Свое прозвище «Грозный» Иван IV получил в народе, и в нем также нет негативного подтекста. В частности, один из крупнейших современных историков, занимавшихся изучением фигуры первого русского царя, Р.Г.Скрынников дает ему весьма точную характеристику: «Перевод «Иван Страшный» или «Иван Ужасный» очевидным образом искажает смысл прозвища. В представлении людей того времени «гроза» символизировала стихию испепеляющую, неотвратимую и блистательную, притом стихию не столько природную, сколько божественную, знак вмешательства небесных сил в жизнь людей» [6, с.462]. В текстах песен прозвище «Грозный» встречается почти такое же число раз, как и само упоминание имени царя, они в большинстве случаев употребляются вместе. Это видно даже из названий песен: уже упоминавшиеся нами «Иван Грозный молится по сыне» и «Неудавшееся покушение на Ивана Грозного», а также «Гнев Ивана Грозного на сына», «Смерть Ивана Грозного», «Иван Грозный под Серпуховым», «Иван Грозный хитростью берет город», «Часовой плачет у гроба Ивана Грозного», «Терские казаки и Иван Грозный» и другие.

Интересно, что во многих песнях Иван IV называется автором песен «белым царем». Так, в песне «Часовой плачет у гроба Ивана Грозного» в уста часового вложены следующие слова:

«Ты восстань-ко, седь, да православной царь,

Православной царь, да царь ты белой наш,

Царь ты белой наш Иван Васильевиць» [3, с.478, №285].

На наш взгляд, «белый царь» может трактоваться в двух значениях. Во-первых, это определение имеет схожие черты с характеристикой «православный», то есть праведный, благочестивый, угодный Богу. Во-вторых, белый цвет в русской символике означает цвет самодержавия и монархии, и, следовательно, «белый царь» значит самодержавный. Весьма любопытная характеристика в контексте долгой и упорной борьбы с боярством и удельно-княжеской властью.

Произведения устного народного творчества наделяют Ивана Грозного такими качествами личности, как справедливость, щедрость, мудрость, хитрость, заботливость.

Наиболее отчетливо справедливость правителя проявляется в песне «Правеж», когда Грозный, проезжая по городу, увидел, как наказывают мужчину, и остановился, чтобы расспросить, в чем тот провинился. Когда царь убедился в невиновности человека, то повелел:

«Ох вы гой еси, бурмистры-целовальнички!

Заплатите ему за каждый удар по пятидесяти рублей,

А за бесчестие заплатите ему пятьсот рублей» [3, с.484, №295].

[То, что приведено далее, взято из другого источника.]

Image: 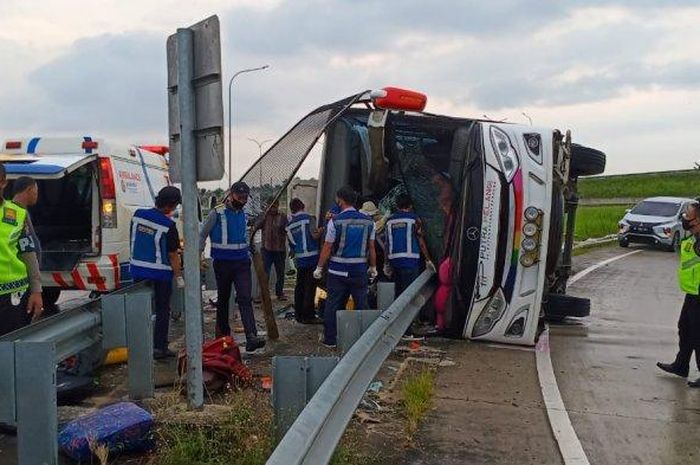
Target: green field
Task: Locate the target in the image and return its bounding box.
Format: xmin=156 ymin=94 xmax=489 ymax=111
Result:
xmin=574 ymin=205 xmax=629 ymax=241
xmin=578 ymin=170 xmax=700 ymax=199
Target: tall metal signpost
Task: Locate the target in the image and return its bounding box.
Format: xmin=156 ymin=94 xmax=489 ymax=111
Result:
xmin=167 ymin=16 xmax=224 ymax=409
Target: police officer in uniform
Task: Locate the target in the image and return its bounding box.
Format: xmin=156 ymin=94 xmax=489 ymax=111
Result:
xmin=131 ymin=186 xmax=185 ymax=359
xmin=313 ymin=186 xmax=377 ymax=347
xmin=656 ymin=202 xmax=700 ymax=388
xmin=287 ymin=198 xmax=322 ymax=324
xmin=199 ymin=181 xmax=265 ymax=353
xmin=0 ymin=163 xmax=44 ymax=336
xmin=384 ymin=194 xmax=435 ymax=297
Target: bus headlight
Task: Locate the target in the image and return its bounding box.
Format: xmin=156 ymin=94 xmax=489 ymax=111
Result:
xmin=525 ymin=207 xmax=541 ymax=221
xmin=523 ymin=223 xmax=539 ymax=237
xmin=472 ymin=288 xmax=506 ymax=337
xmin=520 ymin=237 xmax=537 ymax=252
xmin=490 ymin=126 xmax=520 ymax=182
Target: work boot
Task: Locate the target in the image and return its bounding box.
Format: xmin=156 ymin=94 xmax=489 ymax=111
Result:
xmin=245 ymin=336 xmax=266 ymax=354
xmin=656 ymin=362 xmax=688 ymax=378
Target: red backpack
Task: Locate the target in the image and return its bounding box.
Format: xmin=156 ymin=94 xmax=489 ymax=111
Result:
xmin=178 ymin=336 xmax=253 ymax=391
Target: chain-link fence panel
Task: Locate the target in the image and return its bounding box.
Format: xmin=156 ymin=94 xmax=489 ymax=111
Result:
xmin=241 ymin=92 xmax=365 ymax=219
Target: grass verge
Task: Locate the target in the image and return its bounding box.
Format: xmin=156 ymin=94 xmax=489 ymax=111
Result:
xmin=574 ymin=205 xmax=629 ymax=241
xmin=401 ymin=370 xmax=435 ymax=436
xmin=152 ymin=393 xmax=274 ymax=465
xmin=578 ymin=170 xmax=700 ymax=199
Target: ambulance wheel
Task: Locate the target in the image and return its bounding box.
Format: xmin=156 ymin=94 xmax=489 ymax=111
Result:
xmin=544 ymin=294 xmax=591 ymax=321
xmin=569 ymin=144 xmax=605 ymax=178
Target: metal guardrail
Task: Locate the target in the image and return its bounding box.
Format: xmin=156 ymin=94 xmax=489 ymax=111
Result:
xmin=267 ymin=271 xmax=436 ymax=465
xmin=0 ymin=283 xmax=153 ymax=465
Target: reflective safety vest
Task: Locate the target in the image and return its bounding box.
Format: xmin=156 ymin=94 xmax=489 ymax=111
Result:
xmin=328 ymin=210 xmax=374 ymax=276
xmin=286 ymin=213 xmax=318 ymax=268
xmin=130 ymin=208 xmax=175 ymax=281
xmin=386 ymin=212 xmax=420 ymax=268
xmin=678 ymin=236 xmax=700 ymax=295
xmin=0 ymin=200 xmax=29 ymax=294
xmin=209 ymin=206 xmax=250 ymax=260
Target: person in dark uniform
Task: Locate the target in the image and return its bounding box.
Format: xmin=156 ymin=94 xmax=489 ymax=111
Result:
xmin=287 ymin=198 xmax=323 ymax=324
xmin=130 ymin=186 xmax=185 ymax=359
xmin=313 ymin=186 xmax=377 ymax=348
xmin=656 ymin=201 xmax=700 ymax=388
xmin=199 ymin=181 xmax=265 ymax=353
xmin=0 ymin=163 xmax=44 ymax=336
xmin=384 ymin=194 xmax=435 ymax=297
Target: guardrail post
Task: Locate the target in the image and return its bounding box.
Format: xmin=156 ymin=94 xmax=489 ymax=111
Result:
xmin=377 ymin=281 xmax=396 ymax=311
xmin=170 ymin=281 xmax=185 ymax=320
xmin=124 ymin=292 xmax=154 ymax=399
xmin=0 ymin=342 xmax=17 ymax=425
xmin=15 ymin=342 xmax=58 ymax=465
xmin=335 ymin=310 xmax=382 ymax=354
xmin=272 ymin=356 xmax=338 ymax=438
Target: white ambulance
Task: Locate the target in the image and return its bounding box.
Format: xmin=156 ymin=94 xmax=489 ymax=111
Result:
xmin=0 ymin=136 xmax=170 ymax=300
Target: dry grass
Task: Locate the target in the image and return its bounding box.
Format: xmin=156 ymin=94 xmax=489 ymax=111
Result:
xmin=151 ymin=391 xmax=274 ymax=465
xmin=401 ymin=369 xmax=435 ymax=436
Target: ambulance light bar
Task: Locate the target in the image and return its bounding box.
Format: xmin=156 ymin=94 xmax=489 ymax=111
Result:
xmin=370 ymin=87 xmax=428 ymax=111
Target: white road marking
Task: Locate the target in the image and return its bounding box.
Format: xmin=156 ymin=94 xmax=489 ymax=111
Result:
xmin=535 ymin=250 xmax=641 ymax=465
xmin=569 ymin=250 xmax=642 ymax=285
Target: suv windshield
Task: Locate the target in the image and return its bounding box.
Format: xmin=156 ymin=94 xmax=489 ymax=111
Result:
xmin=630 ymin=201 xmax=681 ymax=216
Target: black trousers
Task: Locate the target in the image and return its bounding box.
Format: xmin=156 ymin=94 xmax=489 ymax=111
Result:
xmin=294 ymin=267 xmax=316 ymax=321
xmin=151 ymin=280 xmax=173 ymax=350
xmin=214 ymin=260 xmax=258 ymax=339
xmin=674 ymin=294 xmax=700 ymax=370
xmin=0 ymin=291 xmax=32 ymax=336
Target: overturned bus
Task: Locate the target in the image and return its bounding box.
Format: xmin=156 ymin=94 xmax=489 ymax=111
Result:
xmin=242 ymin=88 xmax=605 ymax=345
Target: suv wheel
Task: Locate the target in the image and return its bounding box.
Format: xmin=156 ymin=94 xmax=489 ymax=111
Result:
xmin=569 ymin=144 xmax=605 ymax=178
xmin=667 ymin=231 xmax=681 ymax=252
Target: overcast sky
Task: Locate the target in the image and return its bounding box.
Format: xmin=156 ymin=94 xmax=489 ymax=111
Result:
xmin=0 ymin=0 xmax=700 ymax=188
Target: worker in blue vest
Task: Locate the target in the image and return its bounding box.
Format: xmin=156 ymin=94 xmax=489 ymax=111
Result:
xmin=199 ymin=181 xmax=265 ymax=353
xmin=656 ymin=199 xmax=700 ymax=388
xmin=131 ymin=186 xmax=185 ymax=359
xmin=384 ymin=194 xmax=435 ymax=297
xmin=287 ymin=198 xmax=323 ymax=324
xmin=313 ymin=186 xmax=377 ymax=348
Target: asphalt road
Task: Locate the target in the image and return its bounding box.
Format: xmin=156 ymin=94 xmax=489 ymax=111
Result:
xmin=550 ymin=248 xmax=700 ymax=465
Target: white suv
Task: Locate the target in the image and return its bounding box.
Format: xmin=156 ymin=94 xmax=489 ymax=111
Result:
xmin=617 ymin=197 xmax=693 ymax=251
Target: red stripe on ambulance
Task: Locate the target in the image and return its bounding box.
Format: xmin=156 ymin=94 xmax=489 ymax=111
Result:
xmin=87 ymin=263 xmax=107 ymax=291
xmin=70 ymin=270 xmax=87 ymax=290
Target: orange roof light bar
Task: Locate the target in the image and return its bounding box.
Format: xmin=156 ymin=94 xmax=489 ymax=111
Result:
xmin=371 ymin=87 xmax=428 ymax=111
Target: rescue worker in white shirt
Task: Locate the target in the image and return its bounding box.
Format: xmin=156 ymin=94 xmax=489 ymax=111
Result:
xmin=0 ymin=163 xmax=44 ymax=336
xmin=384 ymin=194 xmax=435 ymax=297
xmin=314 ymin=186 xmax=377 ymax=347
xmin=287 ymin=198 xmax=323 ymax=324
xmin=130 ymin=186 xmax=185 ymax=360
xmin=199 ymin=181 xmax=265 ymax=353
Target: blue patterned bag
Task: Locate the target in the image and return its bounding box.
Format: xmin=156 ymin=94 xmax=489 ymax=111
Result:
xmin=58 ymin=402 xmax=154 ymax=461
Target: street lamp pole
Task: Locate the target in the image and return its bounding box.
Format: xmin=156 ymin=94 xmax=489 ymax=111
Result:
xmin=227 ymin=65 xmax=270 ymax=189
xmin=248 ymin=137 xmax=272 ymax=197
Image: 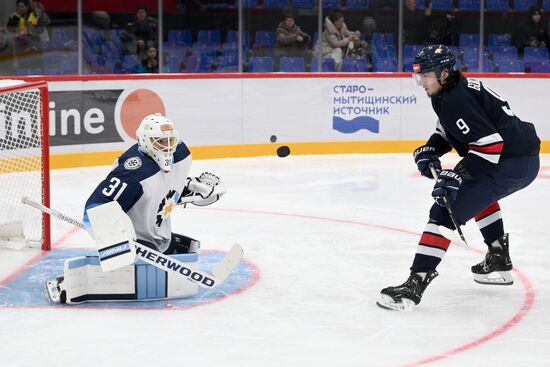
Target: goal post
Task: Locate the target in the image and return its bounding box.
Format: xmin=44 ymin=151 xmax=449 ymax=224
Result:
xmin=0 ymin=80 xmax=50 ymax=250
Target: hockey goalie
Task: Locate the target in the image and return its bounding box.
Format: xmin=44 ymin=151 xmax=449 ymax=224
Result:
xmin=46 ymin=114 xmax=242 ymax=304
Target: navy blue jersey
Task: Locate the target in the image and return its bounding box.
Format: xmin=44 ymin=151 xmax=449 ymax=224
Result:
xmin=84 ymin=143 xmax=191 ymax=251
xmin=428 ymin=78 xmax=540 ymax=179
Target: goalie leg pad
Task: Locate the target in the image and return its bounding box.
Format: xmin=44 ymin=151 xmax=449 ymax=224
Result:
xmin=51 ymin=253 xmax=198 ymax=304
xmin=87 ymin=201 xmax=136 ymax=272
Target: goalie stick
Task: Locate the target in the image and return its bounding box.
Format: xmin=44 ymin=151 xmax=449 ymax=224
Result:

Справедливость и щедрость монарха нашли свое отражение в песне «Терские казаки и Иван Грозный». Сюжет ее заключается в следующем: казаки просят царя пожаловать их чем-нибудь, в отдельных песнях присутствует упоминание о том, что Грозный теперь стал жаловать только князей да бояр. В результате государь жалует казаков «быстрым Тереком со притоками <…> до синя моря до Каспийского» [3, с.481, №289].

Кроме всего прочего, крайне позитивное отношение к Ивану Грозному можно проследить в песнях, связанных со смертью царя. Так, в песне «Смерть Ивана Грозного» неизвестный автор скорбит о кончине государя:

«Уж ты, батюшка светел месяц!

Что ты светишь не по-старому,

Не по-старому, не по-прежнему,

Из-за облачка выкатаешься,

Черной тучей закрываешься?

<…> Во гробу-то лежит православный царь,

Православный царь Иван Грозный Васильевич.

В головах у него стоит животворящий крест,

У креста лежит корона его царская,

Во ногах его вострый, грозный меч.

Животворящему кресту всякий молится,

Золотому венцу всякой кланяется,

А на грозен меч взглянет – всяк ужахнется» [3, с.463, №267].

В песне «Часовой плачет у гроба Ивана Грозного» главный герой произведения казак, стоящий на часах, «слезно плачет», говоря:

«Вы подуйте-ка ли вы, уж ветры буйные,

Пошатните-ка ли вы горы высокие,

Пошатните-ка ли вы леса темные,

Разнесите-ка ли вы царскую могилушку,

Отверните-ка ли вы уж вы гробовую доску,

Отдайте-ка ли вы золотую парчу.

Ты встань, восстань, батюшка ты Грозный царь,

Грозный царь да ты Иван Васильевич!» [3, с.474, №280].

Очень показателен момент из песни «Ермак в казачьем кругу», когда в условиях угрозы со стороны царской армии, казачье войско оказывается перед выбором, что делать дальше: ждать, пока придет армия Грозного, или уходить из Камышина в другое место. Ермак призывает собратьев пойти на завоевание Сибири, чтобы потом, совершив военный подвиг, «покориться царю белому православному» и «снести к нему свои повинные головы» [3, с.506, №330]. Это ли не показатель лояльности, то есть преданности, и любви к царю: завоевав Сибирь, «принести ее к ногам» государя, чтобы искупить свою вину. В других редакциях Ермаком предлагается взять Казань.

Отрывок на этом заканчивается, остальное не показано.